L'Etat doit-il prendre en charge une partie des coûts générés par la sécurisation des locaux de "Charlie Hebdo" ? Invité de la matinale d'Europe 1, Manuel Valls y est favorable. "Je pense qu'il faut que le ministre de l'Intérieur réfléchisse à l'interpellation qui est faite par la rédaction de 'Charlie Hebdo'", a ainsi estimé l'ancien Premier ministre. "Il y a un vrai sujet et le coût de la sécurité, qui est insupportable pour une rédaction, dépasse l'entendement. Il faut sans doute que l'Etat regarde de près cette demande", a ajouté Manuel Valls.
Au début du mois, à l'occasion du troisième anniversaire de l'attaque qui a décimé ses rangs, la rédaction de "Charlie Hebdo" a publié un numéro spécial évoquant notamment le coût de sa sécurité. A la Une, l'entrée d'un bunker, accompagnée de ce titre évocateur : "Trois ans dans une boîte de conserve". Dans son éditorial intitulé "Liberté d'expression, combien ça coûte ?", le directeur de la rédaction, Riss, expliquait pour la première fois comment était organisée et financée la sécurité des locaux de l'hebdomadaire, faisant par là-même un appel du pied à la puissance publique.
Pour assurer sa sécurité depuis l'attaque, "Charlie Hebdo" a déménagé dans des locaux ultra-sécurisés (sas, blindage, panic room...) et a recours aux services d'une société privée, "payée par les ressources financières du journal" pour assurer la protection de ses locaux et de ses salariés.

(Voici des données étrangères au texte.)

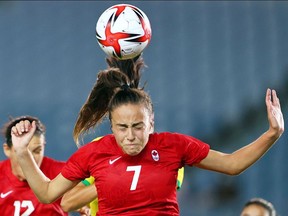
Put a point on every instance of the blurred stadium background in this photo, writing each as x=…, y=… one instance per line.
x=209, y=65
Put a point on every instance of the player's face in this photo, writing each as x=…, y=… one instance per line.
x=131, y=125
x=254, y=210
x=36, y=147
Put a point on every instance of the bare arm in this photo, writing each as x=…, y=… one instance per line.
x=240, y=160
x=46, y=190
x=78, y=197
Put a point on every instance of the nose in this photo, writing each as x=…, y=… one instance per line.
x=130, y=134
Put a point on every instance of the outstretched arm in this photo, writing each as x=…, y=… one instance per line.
x=45, y=189
x=240, y=160
x=78, y=197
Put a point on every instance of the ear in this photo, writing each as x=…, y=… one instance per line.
x=7, y=150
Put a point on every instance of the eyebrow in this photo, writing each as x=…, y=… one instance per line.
x=133, y=125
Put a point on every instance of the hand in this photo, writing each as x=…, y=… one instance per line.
x=275, y=116
x=22, y=133
x=84, y=211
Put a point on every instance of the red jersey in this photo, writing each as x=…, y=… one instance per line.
x=17, y=198
x=136, y=185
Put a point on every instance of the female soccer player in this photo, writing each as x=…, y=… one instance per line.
x=17, y=198
x=258, y=206
x=135, y=170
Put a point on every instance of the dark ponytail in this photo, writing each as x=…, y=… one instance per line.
x=119, y=73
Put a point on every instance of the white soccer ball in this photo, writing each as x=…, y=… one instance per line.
x=123, y=31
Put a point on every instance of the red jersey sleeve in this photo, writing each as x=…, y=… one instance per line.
x=190, y=149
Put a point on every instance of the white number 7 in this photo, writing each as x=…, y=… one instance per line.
x=136, y=170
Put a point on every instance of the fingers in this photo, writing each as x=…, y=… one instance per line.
x=272, y=98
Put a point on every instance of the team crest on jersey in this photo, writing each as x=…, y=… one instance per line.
x=155, y=155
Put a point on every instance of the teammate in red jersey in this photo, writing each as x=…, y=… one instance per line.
x=16, y=196
x=135, y=170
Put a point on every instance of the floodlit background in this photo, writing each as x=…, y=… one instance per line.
x=209, y=65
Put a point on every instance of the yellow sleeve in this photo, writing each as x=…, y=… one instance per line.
x=180, y=178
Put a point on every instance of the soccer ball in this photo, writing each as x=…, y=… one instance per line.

La sécurité de certains membres du journal est assurée par le SDLP, le Service de la protection de la police nationale. "Cette protection est financée par les impôts auxquels nous contribuons tous, y compris ceux que 'Charlie Hebdo' paye au titre de l'impôt sur les sociétés", rappelait Riss.
Même s'il concédait que son journal dispose d'une trésorerie importante, fruit des ventes exceptionnelles générées en 2015, Riss soulignait qu'elles ne seront pas éternelles. "Qu'arrivera-t-il à 'Charlie Hebdo' le jour où ces réserves seront épuisées, après avoir été dépensées pour la protection des locaux du journal ?", s'émouvait-il.
"Chaque semaine, au moins 15.000 exemplaires, soit près de 800.000 exemplaires par an, doivent être vendus uniquement pour payer la sécurisation des locaux de Charlie Hebdo", écrivait le directeur de la rédaction dans son édito, évaluant l'ensemble des coûts de protection du journal entre 1 et 1,5 million d'euros par an. Et de poser cette question : "Est-il normal pour un journal d'un pays démocratique que plus d'un exemplaire sur deux vendus en kiosque finance la sécurité des locaux et des journalistes qui y travaillent ?".
Au cours de ce même entretien, Manuel Valls est également revenu sur sa vive réaction à un article des "Inrocks" intitulé "L'alcool pourrait causer des dommages génétiques irréversibles" avec en illustration une photo de Manuel Valls. "Ça n'était pas de l'humour, il n'y avait aucun trait d'humour, aucune indication que c'était de l'humour. Tout le monde ne l'a pas ressenti comme tel", a estimé le député.
"Que la rédaction des 'Inrock', c'est ainsi, ne soit pas en accord avec les prises de position qui sont les miennes, je le conçois tout à fait. Que l'on se moque, que l'on me caricature, je le conçois, c'est nécessaire et je me bats pour défendre la liberté d'expression et de caricature, mais le mauvais goût et me lier à l'alcoolisme, surtout moi - j'aime beaucoup le vin mais modérément -, là, ça n'était pas au niveau", a-t-il déploré, rappelant avoir publié ce weekend "une caricature sévère, féroce de 'Charlie Hebdo' à (s)on égard".